This year’s Budget sees no changes announced to the headline rates of income tax suffered by individuals but there was a focus on attaining the £10,000 personal allowance threshold for the 2014/15 tax year. The impact of increasing the personal allowance and reducing the level at which higher rate tax becomes payable will result in more people suffering some higher rate tax in the future.
A corporation tax rate of 20% from 2015 will also add further competitive edge to the Governments plan of enticing inward investment for new and existing businesses into the UK.

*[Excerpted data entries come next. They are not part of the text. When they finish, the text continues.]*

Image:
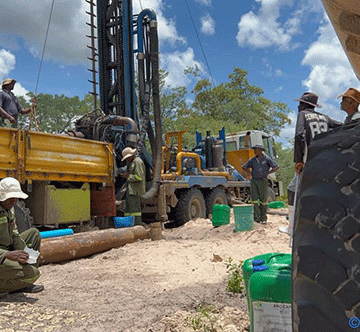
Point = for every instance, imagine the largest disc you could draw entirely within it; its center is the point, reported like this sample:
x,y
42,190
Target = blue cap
x,y
257,262
260,268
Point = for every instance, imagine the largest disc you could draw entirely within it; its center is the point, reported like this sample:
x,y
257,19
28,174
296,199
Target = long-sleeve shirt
x,y
136,179
9,103
9,235
309,124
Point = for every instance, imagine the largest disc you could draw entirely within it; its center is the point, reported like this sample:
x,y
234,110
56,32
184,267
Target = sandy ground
x,y
177,284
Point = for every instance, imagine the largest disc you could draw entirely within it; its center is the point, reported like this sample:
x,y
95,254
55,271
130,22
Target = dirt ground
x,y
177,284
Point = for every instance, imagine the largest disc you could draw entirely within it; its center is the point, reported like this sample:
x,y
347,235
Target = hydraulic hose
x,y
154,58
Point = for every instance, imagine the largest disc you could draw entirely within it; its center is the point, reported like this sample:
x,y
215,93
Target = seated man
x,y
15,274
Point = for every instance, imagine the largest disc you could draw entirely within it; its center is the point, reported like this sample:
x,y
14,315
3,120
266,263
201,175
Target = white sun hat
x,y
10,188
128,152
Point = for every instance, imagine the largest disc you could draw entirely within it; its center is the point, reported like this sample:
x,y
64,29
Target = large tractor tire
x,y
191,205
215,196
23,219
326,243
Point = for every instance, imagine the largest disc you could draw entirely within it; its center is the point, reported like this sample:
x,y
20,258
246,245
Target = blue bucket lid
x,y
257,262
260,268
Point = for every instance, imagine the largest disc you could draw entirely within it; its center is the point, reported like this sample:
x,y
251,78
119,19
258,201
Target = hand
x,y
17,256
299,167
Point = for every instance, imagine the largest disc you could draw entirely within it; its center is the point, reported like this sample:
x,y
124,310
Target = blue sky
x,y
287,46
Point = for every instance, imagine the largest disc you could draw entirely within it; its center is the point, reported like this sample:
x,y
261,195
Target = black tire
x,y
326,244
191,205
215,196
271,195
23,219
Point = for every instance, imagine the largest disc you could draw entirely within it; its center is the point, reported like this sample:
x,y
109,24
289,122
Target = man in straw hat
x,y
10,108
17,273
350,104
135,176
261,166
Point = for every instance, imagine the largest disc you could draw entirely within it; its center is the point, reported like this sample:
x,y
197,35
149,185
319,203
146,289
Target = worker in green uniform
x,y
16,275
135,176
261,166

The IHT threshold will be frozen at £325,000 until 2018 to offset the new social care cost provisions following the Dilnot recommendations. The £72,000 cap on social care costs and enhanced means testing cap to increase to £118,000 (currently £23,250) is welcome but may not please everyone, as it does not include potentially uncapped ‘hotel costs’ such as food and board, but does provide an opportunity for planning to be established and a level of certainty.
From a pension perspective, the Chancellor did not make any further reductions to the Annual Allowance and Lifetime Allowance (LTA) announced in the Autumn Statement. The Lifetime Allowance, as we have shown, can penalise good investment growth. The Government has estimated that around 360,000 people may be potentially impacted by this reduction, we believe this could be vastly underestimated.

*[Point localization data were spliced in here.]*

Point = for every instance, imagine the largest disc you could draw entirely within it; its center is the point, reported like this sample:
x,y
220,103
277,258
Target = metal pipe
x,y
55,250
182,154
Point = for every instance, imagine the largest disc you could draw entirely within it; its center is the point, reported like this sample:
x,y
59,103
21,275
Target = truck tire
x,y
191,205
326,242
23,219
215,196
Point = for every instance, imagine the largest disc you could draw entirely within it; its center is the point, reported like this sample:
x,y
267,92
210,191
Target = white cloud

Continued focus on reducing tax leakage as well as protecting and maximising client allowances will remain key. Additional retirement planning strategies may well need to be considered for clients impacted by the reduction of the LTA, as well as those high earners who can make pension contributions which will enable them to regain their personal allowance and potentially benefit from 60% margin relief by reducing their net adjusted earnings below £100,000.